On Being Ready for Change: How I Learned How to Build a Movement for Change
In recent months I have read about sexual assault in military; sexual violence on college campuses; domestic violence tearing apart families, and children trapped in the sex industry. How do we build and strengthen the movement for change to end these harmful and dangerous problems?
I recently wrote about how the #PowerInPrevention Ending Child Sexual Abuse Web Conference documented examples of people participating in a movement for change. Last week I had the opportunity to attend a training on strategic thinking sponsored by Move to End Violence. I was thrilled to be in the room with powerful leaders in organizations committed to ending sexual and domestic violence take time together to look at what it takes to build a movement to end violence against women and girls.
When I think of a movement typically I consider meetings, agendas, door knocking and countless phone calls (I started before we had the internet and social media as tools for movement building) to build mass mobilization. But those are only the activities and artifacts of movement making – they are not the ingredients that prepare us to be ready for change.
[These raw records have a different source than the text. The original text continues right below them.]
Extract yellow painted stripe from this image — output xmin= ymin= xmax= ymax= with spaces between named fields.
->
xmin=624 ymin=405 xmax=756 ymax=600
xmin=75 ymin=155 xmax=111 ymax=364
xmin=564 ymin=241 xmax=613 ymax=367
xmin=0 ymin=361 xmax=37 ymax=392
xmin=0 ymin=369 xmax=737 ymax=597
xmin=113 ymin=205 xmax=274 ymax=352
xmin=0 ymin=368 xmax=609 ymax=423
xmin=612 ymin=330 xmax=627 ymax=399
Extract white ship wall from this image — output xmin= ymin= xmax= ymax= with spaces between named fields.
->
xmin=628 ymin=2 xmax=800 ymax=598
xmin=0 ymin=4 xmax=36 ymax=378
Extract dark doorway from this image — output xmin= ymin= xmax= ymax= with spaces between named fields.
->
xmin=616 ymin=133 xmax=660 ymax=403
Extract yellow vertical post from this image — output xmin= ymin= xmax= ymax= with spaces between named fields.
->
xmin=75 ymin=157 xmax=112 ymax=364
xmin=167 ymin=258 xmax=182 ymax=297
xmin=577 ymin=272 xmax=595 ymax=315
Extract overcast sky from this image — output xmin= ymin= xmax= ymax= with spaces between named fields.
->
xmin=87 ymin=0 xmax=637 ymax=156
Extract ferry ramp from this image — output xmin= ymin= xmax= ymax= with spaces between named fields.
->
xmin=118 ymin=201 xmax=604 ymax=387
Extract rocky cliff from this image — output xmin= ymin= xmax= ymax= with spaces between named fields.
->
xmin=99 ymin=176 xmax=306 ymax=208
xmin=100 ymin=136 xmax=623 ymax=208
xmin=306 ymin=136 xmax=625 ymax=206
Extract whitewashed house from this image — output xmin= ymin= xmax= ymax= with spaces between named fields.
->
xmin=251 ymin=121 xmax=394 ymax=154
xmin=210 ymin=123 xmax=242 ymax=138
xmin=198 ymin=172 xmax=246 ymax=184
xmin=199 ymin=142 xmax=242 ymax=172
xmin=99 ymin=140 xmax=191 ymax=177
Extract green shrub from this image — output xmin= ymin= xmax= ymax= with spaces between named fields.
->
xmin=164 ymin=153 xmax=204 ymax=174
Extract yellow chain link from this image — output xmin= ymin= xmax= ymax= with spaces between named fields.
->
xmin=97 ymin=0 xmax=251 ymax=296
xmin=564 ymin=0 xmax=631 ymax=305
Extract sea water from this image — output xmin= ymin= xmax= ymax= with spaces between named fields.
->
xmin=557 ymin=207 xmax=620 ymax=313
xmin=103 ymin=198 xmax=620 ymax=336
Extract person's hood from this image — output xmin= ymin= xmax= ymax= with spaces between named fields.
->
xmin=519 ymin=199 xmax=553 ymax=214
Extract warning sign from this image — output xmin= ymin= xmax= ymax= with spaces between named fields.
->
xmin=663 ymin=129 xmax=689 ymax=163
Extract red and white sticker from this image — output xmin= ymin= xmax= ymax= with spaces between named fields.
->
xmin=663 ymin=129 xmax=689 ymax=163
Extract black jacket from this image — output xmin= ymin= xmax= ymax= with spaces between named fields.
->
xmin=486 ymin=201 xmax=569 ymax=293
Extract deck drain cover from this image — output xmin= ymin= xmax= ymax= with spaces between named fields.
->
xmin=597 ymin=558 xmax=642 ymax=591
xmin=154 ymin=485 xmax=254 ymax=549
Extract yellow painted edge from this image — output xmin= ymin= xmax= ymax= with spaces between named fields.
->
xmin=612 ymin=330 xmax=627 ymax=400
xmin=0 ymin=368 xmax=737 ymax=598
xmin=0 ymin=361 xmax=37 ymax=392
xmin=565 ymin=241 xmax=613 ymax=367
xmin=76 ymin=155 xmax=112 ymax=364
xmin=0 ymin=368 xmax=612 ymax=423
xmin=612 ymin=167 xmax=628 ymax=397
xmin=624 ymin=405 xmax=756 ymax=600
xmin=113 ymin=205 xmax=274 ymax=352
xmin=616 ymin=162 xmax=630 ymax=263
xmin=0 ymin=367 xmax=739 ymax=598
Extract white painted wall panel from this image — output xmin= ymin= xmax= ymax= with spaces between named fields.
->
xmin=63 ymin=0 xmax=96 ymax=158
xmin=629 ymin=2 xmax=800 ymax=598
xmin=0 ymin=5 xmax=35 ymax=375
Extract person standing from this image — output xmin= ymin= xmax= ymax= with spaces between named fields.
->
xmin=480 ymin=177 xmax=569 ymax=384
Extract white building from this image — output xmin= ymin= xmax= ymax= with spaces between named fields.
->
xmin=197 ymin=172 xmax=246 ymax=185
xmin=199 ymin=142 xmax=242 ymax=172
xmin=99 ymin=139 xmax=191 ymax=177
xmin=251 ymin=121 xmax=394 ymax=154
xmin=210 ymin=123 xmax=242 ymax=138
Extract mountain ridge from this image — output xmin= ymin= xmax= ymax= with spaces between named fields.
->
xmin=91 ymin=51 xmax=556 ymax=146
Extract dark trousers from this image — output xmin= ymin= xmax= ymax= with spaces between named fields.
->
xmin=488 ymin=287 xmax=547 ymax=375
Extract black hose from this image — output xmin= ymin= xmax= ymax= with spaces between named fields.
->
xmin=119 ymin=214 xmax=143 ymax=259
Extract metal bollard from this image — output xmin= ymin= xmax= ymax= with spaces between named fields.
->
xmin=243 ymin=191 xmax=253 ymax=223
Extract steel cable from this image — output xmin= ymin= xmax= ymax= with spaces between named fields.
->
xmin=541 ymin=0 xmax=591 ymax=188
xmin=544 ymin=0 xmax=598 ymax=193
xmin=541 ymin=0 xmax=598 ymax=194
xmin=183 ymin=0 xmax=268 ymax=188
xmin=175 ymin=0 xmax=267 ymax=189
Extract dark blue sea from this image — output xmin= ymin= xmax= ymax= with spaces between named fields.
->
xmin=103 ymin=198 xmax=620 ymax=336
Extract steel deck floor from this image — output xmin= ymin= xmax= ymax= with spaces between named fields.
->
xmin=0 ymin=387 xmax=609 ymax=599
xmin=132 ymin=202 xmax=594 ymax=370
It is easy to follow into the trap of not preparing enough but jumping right into “how to do it.” For example, often we design a poster before we know what we want to accomplish with it. Or we decide to conduct prevention workshops in schools before we know what we want students to do. My training in social marketing taught me to ask questions before developing a communications strategy. I start with questions such as “Who is the audience?” and “What do I want them to do?”; then I move to more questions before decided what activity to embark on.
So how do I apply these concepts to movement building? We need to consider how to creates the conditions to build a movement. In great part it requires taking the time to imagine possibilities and engage in a thoughtful and intentional process of inquiry. We need to ask questions such as what is the purpose of what we are doing? Is there an opening to take action? What do you need to be prepared for? Why are we doing this?
This preparation positions us to be able to be nimble and respond effectively. For me I know that we need to take to time to consider these questions before taking action. PreventConnect can be one forum for sexual and domestic violence prevention practitioners to consider these questions together. I appreciate the leadership of Move to End Violence in supporting this conversation.
I know in the next several months and years there will be more headlines about sexual violence in the military and college campuses; another life after years of escalating abuse, and more children will be trafficked in sexual industry. Now is the time to ask ourselves the questions that will prepare us to take action for change.